Our little house is a mid century semi, which stands opposite a stream, at the bottom of a small valley. The original owners, I’m told, built our house and it’s twin, selling one to pay off the other. The garden is a steep bank of brambles and, for a long while after moving in, it was so overgrown that we thought that was all it was. However, as we cut back the mess and uncovered the stone steps, we found a large area of flatter ground, levels I’d grass and weeds, level with the top of our roof. It's so high that it gets amazing sunshine. We live next to a nature park and it being so set back from the road, combined with the park wall running alongside it, make the garden a truly magical place that has so much potential.
Once we discovered this gem, we knew this could be a home for the long term. Gardens are a rare thing where we live. We are round a mile from the busy city centre and most houses here have a concrete yard at best - or a ‘town garden’ if you prefer to use estate agent language.

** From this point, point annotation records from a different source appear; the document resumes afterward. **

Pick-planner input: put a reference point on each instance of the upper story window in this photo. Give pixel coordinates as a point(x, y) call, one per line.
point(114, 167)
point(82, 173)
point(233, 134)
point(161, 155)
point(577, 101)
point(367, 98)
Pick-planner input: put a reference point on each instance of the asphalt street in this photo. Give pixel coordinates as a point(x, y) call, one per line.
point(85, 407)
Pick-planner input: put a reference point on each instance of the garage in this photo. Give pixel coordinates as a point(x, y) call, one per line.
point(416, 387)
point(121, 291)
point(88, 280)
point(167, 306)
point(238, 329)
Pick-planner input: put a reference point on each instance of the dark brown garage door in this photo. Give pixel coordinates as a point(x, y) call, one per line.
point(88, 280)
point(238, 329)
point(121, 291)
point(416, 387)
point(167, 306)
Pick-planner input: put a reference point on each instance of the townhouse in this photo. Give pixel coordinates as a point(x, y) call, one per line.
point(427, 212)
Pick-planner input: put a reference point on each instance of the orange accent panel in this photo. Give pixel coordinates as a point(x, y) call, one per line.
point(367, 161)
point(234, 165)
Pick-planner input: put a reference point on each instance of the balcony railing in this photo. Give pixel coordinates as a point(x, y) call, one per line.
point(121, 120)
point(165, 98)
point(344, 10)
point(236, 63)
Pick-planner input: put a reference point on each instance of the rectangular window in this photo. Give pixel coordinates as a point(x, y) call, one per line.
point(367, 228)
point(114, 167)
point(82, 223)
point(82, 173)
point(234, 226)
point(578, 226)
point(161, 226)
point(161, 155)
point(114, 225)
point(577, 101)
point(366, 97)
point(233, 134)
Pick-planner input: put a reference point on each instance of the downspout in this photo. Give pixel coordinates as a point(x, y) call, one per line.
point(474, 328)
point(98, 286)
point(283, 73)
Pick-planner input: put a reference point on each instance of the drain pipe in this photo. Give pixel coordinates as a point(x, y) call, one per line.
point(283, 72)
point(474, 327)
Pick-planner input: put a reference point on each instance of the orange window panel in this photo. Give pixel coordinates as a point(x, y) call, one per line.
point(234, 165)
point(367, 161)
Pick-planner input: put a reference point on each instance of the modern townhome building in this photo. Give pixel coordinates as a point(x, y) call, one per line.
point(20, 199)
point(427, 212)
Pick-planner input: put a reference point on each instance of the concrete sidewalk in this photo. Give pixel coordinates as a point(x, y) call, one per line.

After I spent my first few years here working crazy hours and neglecting our home, I dissolved my business, ready to start fresh.
Homesteading has always been an interest of mine but until this point it was something I just enjoyed vicariously - watching YouTube, reading blogs, etc. Now that I sat down to reassess my life, I knew that this garden could become a tiny urban farm, a super small small holding, but I still longed for the farmhouse and the sound of chickens cooing. If I couldn’t move to a farm, I was going to create one.
Our house is a white painted, geometric 50s building. Everything from the panels below the window to the textured walls screams mid-century. I’m now facing the challenge of making this rented house into a farmhouse-esque home. i Have started by ripping up the living room carpet, revealing some lovely floorboards underneath.
Clearly, they need some work, but not too much. I have also been working on my kitchen, transforming the worktops from dated grey melamine to a butchers block style look. There’s a long way to go, but I aim to document as much of this journey as I can.